Decide if there is a sbugroup of edges in graph that every vertex meets exactly k edges from subgroup

Question

I've been trying to solve the following question:

Show a polynomial algorithm for the following problem. Let $G = (V, > E)$ a graph. The goal is to decide if there is $E' ⊆ E$ , such that for every vertex $v ∈ V$, $v$ meets or exactly $k$ edges from $E'$. (Namely, for $k = 1$ you get the perfect matching problem). hint - start with $k = 2$, duplicate vertices.
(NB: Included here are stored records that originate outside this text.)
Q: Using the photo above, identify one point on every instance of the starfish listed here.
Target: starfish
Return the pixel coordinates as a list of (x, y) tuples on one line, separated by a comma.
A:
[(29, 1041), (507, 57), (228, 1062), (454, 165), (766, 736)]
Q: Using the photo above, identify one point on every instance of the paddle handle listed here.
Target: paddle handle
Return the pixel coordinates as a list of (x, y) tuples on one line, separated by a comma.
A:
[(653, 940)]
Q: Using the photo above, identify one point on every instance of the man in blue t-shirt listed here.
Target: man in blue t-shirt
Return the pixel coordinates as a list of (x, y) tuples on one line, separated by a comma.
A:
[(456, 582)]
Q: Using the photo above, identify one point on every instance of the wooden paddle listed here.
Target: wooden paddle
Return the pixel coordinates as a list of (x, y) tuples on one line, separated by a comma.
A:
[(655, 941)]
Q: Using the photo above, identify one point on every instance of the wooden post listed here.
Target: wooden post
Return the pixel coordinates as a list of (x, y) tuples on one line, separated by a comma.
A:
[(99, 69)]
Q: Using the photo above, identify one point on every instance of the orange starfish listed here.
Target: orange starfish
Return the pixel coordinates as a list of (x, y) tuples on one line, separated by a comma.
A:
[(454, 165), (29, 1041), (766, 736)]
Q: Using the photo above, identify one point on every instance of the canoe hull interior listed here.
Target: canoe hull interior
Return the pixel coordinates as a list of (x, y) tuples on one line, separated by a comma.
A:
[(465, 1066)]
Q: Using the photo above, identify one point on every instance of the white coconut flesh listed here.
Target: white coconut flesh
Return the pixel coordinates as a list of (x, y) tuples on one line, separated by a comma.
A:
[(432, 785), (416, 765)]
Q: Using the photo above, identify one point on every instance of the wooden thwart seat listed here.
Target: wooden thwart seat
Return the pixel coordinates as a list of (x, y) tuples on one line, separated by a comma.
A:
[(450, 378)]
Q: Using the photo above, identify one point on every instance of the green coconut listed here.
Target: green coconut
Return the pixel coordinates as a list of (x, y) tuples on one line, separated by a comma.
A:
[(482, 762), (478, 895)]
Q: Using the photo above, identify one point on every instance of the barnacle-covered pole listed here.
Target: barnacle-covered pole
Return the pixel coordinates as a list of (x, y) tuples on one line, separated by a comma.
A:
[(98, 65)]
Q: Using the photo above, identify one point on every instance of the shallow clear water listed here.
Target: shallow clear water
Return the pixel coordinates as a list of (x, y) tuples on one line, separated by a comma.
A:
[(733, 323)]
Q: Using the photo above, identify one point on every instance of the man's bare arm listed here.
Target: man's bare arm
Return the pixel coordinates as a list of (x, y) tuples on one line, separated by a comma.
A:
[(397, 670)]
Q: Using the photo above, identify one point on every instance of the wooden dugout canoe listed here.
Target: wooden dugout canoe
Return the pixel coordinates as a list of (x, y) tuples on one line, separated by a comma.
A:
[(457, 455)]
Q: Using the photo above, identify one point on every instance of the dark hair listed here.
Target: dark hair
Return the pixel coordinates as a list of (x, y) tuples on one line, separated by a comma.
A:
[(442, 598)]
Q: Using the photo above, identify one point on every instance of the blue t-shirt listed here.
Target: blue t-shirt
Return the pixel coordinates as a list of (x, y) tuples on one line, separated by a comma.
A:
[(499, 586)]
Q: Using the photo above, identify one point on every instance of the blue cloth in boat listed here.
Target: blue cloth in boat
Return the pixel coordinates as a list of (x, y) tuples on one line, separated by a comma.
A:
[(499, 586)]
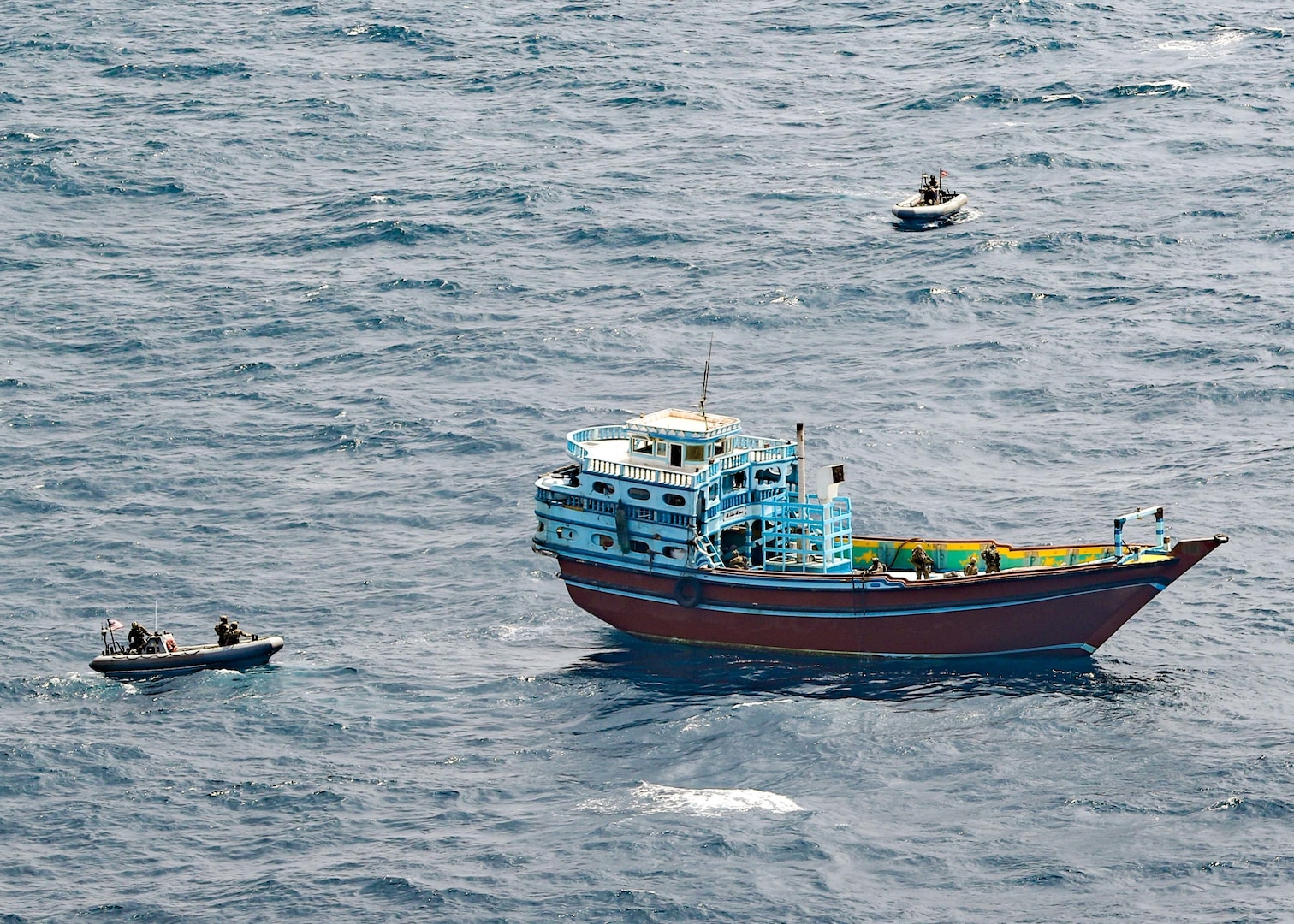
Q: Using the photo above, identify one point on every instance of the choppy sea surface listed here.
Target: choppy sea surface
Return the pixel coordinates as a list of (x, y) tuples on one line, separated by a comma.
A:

I was able to develop an algorithm which works but I couldn't prove it find the largest subgroup, your help is needed :)

The algorithm:

For every $v$ in $V$:

1. Check the degree, if it equal to k or not connected to any edge in the subgroup - color it
2. Check if the colored $v$ has a colored vertex, if it has the edge between them belongs to the subgroup.
3. Traverse on all vertices (BFS or DFS) When done you'll find the subgroup, the only one thing the prove it is the largest and I couldn't find any proof for it.

Thanks in advance!

Answer 1

The question is a bit misleading, since the proposed algorithm finds whether there is a "multisubset" of the edges set which is $k$-regular — that is, you are allowed to take the same edge several times, if it helps. Deciding whether the graph contains a bona fide $k$-factor (a $k$-regular subgraph which touches all vertices) is much more tricky — see Meijer, Núñez-Rodríguez, and Rappaport, An algorithm for computing simple $k$-factors.